Expanding continuous test capabilities

We expanded our test infrastructure to support all the new platforms and topology deployment combinations. Our overall test strategy has three components: (1) Realistic or full life-cycle lab environments, (2) test automation, and (3) early deployment.

We greatly expanded the lab environment to handle the tremendous size of the F16 fabric network. Although we couldn’t create a full F16 in the lab, we kept the policy as similar as possible, leveraging parallel links to test more involved features such as traffic hashing (an area that had bitten us before). We also added all three different role-platform-software combinations we were planning to deploy. We used tools to simulate additional peers and generate large scales. Finally, we ensured our lab environments are able to securely work production management systems so we can test the full life cycle of software.

SNC test topology
SNC test topology.

In terms of test automation, we introduced two additions to the test infrastructure during the course of F16-Minipack development. Both of these will allow us to onboard new platforms in the future significantly faster:

  1. ASIC-level testing. As one of the lowest layers of the software stack, this was traditionally not as automated as we would have hoped. Before, we had limited the deployment of a new ASIC into only one tier to reduce exposure and the testing burden. But given the new ASIC had to work at three different tiers from day 1, we prioritized automating ASIC-level testing.
  2. On-diff testing. We have always pushed for continual test and deployment, effectively running complete test suites on every software change (a “diff”) that a developer introduces. We started adopting this on-diff philosophy in FBOSS and leveraging Facebook’s as it was becoming harder for individual developers to predict the ripple effect of their changes throughout all the deployment combinations.
We reuse Facebook on-diff test signal tooling for our network software
We re-use Facebook on-diff test signal tooling for our network software.
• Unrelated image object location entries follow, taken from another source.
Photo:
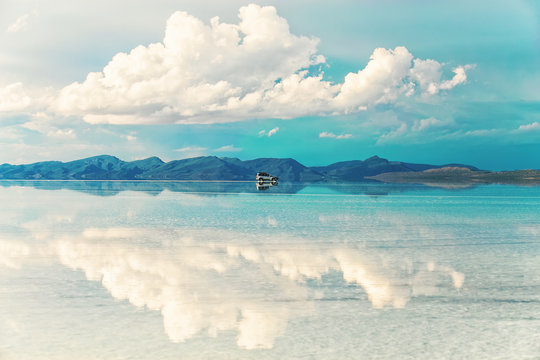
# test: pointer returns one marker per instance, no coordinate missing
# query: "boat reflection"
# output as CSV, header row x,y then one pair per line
x,y
265,185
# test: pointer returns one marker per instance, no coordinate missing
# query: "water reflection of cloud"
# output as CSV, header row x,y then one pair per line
x,y
213,281
208,281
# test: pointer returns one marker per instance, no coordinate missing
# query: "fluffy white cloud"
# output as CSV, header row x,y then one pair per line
x,y
428,73
220,72
326,134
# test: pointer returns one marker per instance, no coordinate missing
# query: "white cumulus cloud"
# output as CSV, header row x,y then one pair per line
x,y
220,72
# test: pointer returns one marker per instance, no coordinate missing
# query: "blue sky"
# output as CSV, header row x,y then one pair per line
x,y
417,81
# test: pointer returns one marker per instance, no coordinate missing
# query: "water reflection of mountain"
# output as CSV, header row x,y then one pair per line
x,y
111,188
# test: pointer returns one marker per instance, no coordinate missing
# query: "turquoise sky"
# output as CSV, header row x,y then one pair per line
x,y
301,80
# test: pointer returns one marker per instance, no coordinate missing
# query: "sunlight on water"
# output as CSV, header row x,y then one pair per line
x,y
113,270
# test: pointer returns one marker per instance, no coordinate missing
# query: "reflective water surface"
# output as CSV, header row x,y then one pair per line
x,y
146,270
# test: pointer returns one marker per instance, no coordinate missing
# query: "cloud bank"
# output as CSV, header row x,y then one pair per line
x,y
220,72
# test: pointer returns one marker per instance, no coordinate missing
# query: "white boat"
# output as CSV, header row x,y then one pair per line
x,y
263,177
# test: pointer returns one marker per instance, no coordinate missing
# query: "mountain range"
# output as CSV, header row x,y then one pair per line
x,y
107,167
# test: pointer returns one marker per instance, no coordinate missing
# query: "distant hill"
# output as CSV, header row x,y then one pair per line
x,y
358,170
106,167
461,175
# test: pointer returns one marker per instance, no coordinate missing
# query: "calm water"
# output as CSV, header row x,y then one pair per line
x,y
114,270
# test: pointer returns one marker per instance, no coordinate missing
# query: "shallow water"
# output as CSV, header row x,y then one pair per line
x,y
148,270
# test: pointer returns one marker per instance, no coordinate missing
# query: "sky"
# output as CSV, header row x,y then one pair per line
x,y
410,80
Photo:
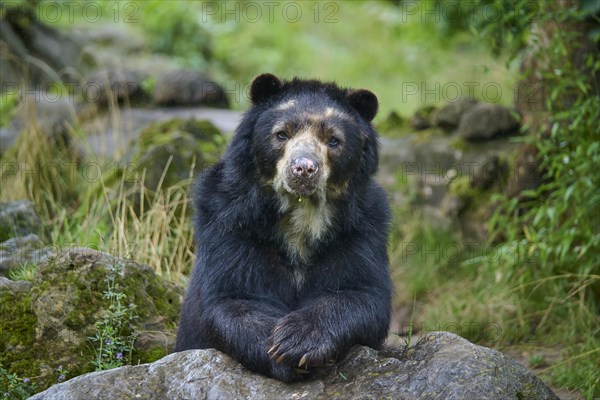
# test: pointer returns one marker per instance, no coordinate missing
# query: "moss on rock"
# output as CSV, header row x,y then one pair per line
x,y
52,320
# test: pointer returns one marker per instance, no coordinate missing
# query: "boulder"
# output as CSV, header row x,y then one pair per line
x,y
118,85
486,121
54,316
448,117
18,218
35,53
188,88
421,119
440,366
182,144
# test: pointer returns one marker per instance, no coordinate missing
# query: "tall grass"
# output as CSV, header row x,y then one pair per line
x,y
120,216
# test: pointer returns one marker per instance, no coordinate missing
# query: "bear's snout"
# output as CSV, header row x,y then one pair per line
x,y
304,168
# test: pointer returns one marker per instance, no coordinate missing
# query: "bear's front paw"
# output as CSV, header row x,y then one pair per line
x,y
298,342
287,373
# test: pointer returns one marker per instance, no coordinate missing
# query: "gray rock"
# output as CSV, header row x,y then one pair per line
x,y
486,121
22,250
18,218
440,366
114,85
448,117
14,286
28,41
188,88
421,119
51,324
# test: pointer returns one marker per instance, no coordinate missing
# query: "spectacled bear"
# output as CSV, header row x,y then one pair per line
x,y
291,233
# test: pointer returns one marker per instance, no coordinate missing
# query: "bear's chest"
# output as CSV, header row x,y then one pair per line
x,y
301,230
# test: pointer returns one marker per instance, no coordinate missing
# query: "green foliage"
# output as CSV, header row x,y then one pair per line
x,y
24,272
115,332
335,41
14,388
174,28
8,107
505,24
553,231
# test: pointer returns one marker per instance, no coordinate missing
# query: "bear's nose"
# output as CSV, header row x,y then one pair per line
x,y
304,168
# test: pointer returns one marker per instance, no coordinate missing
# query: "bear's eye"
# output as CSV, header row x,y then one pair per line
x,y
333,142
281,136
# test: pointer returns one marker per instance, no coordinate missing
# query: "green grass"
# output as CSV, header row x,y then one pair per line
x,y
407,62
536,287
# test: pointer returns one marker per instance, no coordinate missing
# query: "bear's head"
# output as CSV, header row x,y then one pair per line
x,y
311,139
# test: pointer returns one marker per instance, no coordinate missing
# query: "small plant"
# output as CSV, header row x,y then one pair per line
x,y
61,374
115,333
24,272
14,388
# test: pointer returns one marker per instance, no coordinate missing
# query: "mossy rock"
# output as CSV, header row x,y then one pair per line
x,y
182,147
51,321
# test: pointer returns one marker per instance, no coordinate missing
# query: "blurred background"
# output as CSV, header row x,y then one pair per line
x,y
490,152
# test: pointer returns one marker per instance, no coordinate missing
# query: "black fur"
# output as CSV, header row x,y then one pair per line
x,y
243,298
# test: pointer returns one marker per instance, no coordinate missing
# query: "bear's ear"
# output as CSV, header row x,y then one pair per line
x,y
264,87
365,102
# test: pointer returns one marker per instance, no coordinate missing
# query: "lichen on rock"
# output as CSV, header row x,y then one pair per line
x,y
53,317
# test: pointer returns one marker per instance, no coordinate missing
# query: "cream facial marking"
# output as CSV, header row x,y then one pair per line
x,y
304,220
287,105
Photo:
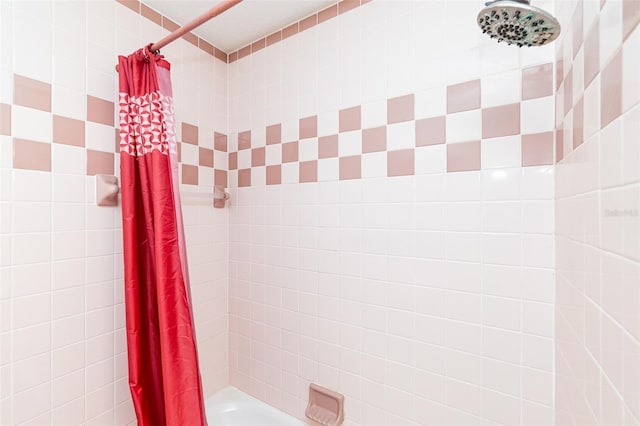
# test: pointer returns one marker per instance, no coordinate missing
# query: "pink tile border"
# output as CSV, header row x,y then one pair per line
x,y
274,134
308,127
244,177
244,140
205,157
68,131
30,155
578,123
100,111
258,157
592,53
189,174
537,149
631,16
374,140
220,177
290,152
503,120
328,146
350,167
190,134
401,163
5,119
220,142
350,119
308,171
537,81
611,90
463,96
99,162
400,109
463,157
431,131
274,175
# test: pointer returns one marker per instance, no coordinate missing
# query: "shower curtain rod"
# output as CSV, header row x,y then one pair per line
x,y
208,15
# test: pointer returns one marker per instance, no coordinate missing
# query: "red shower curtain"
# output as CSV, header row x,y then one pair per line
x,y
163,365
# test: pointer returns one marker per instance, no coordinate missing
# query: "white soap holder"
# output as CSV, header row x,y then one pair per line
x,y
326,407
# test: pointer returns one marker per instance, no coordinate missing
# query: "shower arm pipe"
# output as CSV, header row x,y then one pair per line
x,y
195,23
208,15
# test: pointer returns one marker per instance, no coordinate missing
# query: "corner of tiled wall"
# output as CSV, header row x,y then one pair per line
x,y
597,213
62,336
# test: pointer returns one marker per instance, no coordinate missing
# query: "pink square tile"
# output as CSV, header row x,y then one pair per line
x,y
401,163
99,162
274,175
290,152
220,177
400,109
189,174
577,28
559,145
350,167
233,160
568,92
578,123
328,146
327,13
463,97
611,90
537,81
189,133
100,111
31,155
464,156
630,16
350,119
220,142
374,140
5,119
244,177
32,93
592,53
502,120
257,157
308,127
274,134
244,140
308,171
537,149
205,157
431,131
68,131
347,5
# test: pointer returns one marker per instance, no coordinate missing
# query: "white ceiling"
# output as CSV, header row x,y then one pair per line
x,y
245,22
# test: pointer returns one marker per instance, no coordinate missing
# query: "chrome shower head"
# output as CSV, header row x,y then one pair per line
x,y
517,22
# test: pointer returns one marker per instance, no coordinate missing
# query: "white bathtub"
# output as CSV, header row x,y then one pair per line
x,y
232,407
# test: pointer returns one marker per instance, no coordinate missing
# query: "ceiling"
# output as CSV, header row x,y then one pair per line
x,y
245,22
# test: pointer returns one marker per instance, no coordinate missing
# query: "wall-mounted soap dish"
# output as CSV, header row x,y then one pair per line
x,y
326,407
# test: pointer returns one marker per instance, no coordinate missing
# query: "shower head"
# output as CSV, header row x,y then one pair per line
x,y
517,22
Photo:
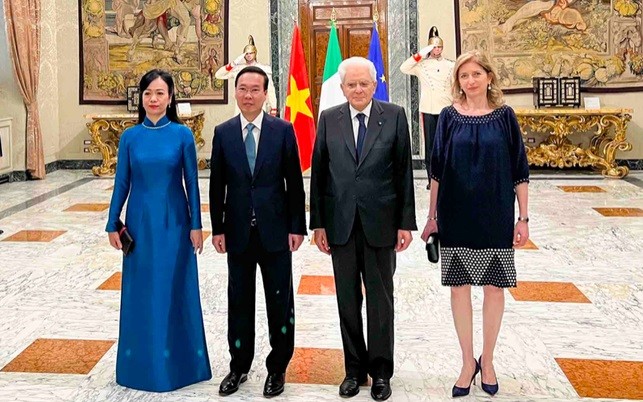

Finally, we continued to embrace our philosophy of early deployment and iteration (covered more extensively in our SIGCOMM 2018 paper on FBOSS). In fact, we had Minipacks serving production traffic before we had even exited DVT of the project, and most weeks we were performing a new Minipack or 7368X4 deployment somewhere in our data center networks. Facebook software as a whole sets the philosophy of getting into production as quickly as possible, staying in production, and then continuously iterating. In our networks, this philosophy allows us to discover issues in both the on-switch software and the network-level tooling and monitoring needed to deploy at scale. In the end, we are developing a complete, ready-to-deploy switching system — not just a hardware/software platform.

Conclusion

F16 and HGRID are the topologies, and Minipack and the Arista 7368X4 are the platforms that are the core of our new data center network. They all bring significant improvements in power and space efficiency and reduce complexity in the overall network design, while building upon readily available, mature 100G optics. This new network will help us keep up with increasing application and service demands. We believe in working with the OCP community and networking ecosystem as a whole, so we have shared an overview of our network design in this blog and the complete design package for Minipack via OCP. Arista has also shared the specification from our joint development work with OCP.

Looking ahead, we believe the flexibility of the F16 topology and modular switch design will help us leverage faster ASICs and optics as they become available over the next few years. We will continue to leverage this modular switch design as a pattern in designing future networking platforms.

Thanks to the teams and industry partners that helped make these new topologies and platforms possible.